All I could see was bright lights and worried strangers in uniform.

I soon realised they were doctors and I was in a hospital.

I couldn't really remember how I got here.

All I could focus on was Ronnie.

Where was Ronnie?

Was she okay?

Last i remembered I was in the car with her and then I heard sirens.

I assumed that Sam had called emergency services.

Then everything after that was a blur.

One moment I was crying in the back of a car and now I was on a stretcher.

Being rushed through the hallways.

I could hear the sound of breathing.

My breathing.

It sounded robotic, mechanical.

All I could do was move my eyes and panic.

I didn't even care about my own health.

All I cared about was Ronnie and her whereabouts.

I heard a machine beeping at a steady rate but it drastically sped up.

Beep beep beep.

Every millisecond.

Then everything went black.

●○●○●○●○●○●○●

I was blinded by the bright lights once again and deafned by the beeping sound.
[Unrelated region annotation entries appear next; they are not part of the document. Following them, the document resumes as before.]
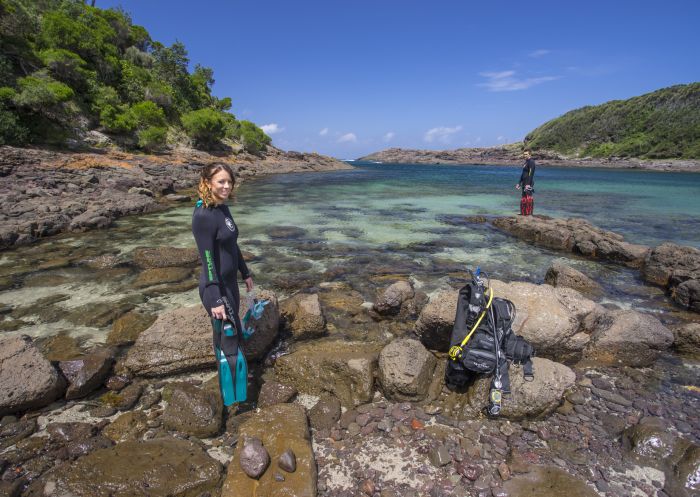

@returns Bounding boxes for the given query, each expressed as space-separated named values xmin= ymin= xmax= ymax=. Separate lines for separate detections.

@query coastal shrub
xmin=137 ymin=126 xmax=168 ymax=152
xmin=238 ymin=121 xmax=272 ymax=154
xmin=525 ymin=83 xmax=700 ymax=159
xmin=14 ymin=75 xmax=73 ymax=111
xmin=182 ymin=108 xmax=227 ymax=148
xmin=0 ymin=107 xmax=29 ymax=145
xmin=0 ymin=0 xmax=268 ymax=148
xmin=39 ymin=48 xmax=90 ymax=88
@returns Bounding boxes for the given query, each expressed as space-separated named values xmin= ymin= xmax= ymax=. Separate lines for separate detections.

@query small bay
xmin=0 ymin=162 xmax=700 ymax=343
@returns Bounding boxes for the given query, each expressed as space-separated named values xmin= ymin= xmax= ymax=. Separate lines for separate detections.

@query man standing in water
xmin=515 ymin=150 xmax=536 ymax=216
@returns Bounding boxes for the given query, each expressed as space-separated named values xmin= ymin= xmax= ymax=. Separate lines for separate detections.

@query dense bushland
xmin=0 ymin=0 xmax=270 ymax=153
xmin=525 ymin=83 xmax=700 ymax=159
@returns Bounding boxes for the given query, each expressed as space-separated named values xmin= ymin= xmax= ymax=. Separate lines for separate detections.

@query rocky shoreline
xmin=358 ymin=145 xmax=700 ymax=172
xmin=0 ymin=217 xmax=700 ymax=497
xmin=0 ymin=146 xmax=350 ymax=250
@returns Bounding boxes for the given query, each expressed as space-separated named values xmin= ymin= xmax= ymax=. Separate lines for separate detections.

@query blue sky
xmin=96 ymin=0 xmax=700 ymax=158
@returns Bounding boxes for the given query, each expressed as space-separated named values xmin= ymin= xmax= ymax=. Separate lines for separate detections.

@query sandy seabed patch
xmin=314 ymin=436 xmax=440 ymax=491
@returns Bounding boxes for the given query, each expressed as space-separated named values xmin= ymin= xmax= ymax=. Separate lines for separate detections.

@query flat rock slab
xmin=25 ymin=438 xmax=223 ymax=497
xmin=503 ymin=466 xmax=598 ymax=497
xmin=221 ymin=404 xmax=318 ymax=497
xmin=125 ymin=305 xmax=215 ymax=376
xmin=0 ymin=336 xmax=66 ymax=416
I was still in the hospital.

My head was pounding.

I felt as though I had a really bad hangover.

But once I seen that Sam and Katrina were the only ones in the room.

My heart broke quite literally.

Ronnie wasn't here.

And I knew i had fucked up.

Where was she?

I didn't even care that she wasn't here.

I just had to know that she was okay.

I attempted to sit up but failed as I groaned,

"Hey. How you feeling?" Sam asked.

I didn't know.

I couldn't focus on anything.

It must of been some drugs they had given me,

"I don't know. My shoulder hurts a bit" I replied with a sigh,

"Yeah because you got a bullet taken out of it" Sam chuckled.

Bullet?

An actual Bullet?

The ones that get shot from a gun?

"What do you mean?" I say in confusion,

"You got shot? Wait, you don't remember?" Katrina questioned stepping in,

"No all I remember was crying in the backseat then I was hit by bright lights" I reply trying to wrap my delusion self around the situation,

"They doctors said that trauma like being shot could sometimes affect the entire memory of the event" Sam said scratching the back of his head,

"To be honest. It's not a bad thing that you don't remember being shot, it's better to forget it happened" Katrina said making a valid point.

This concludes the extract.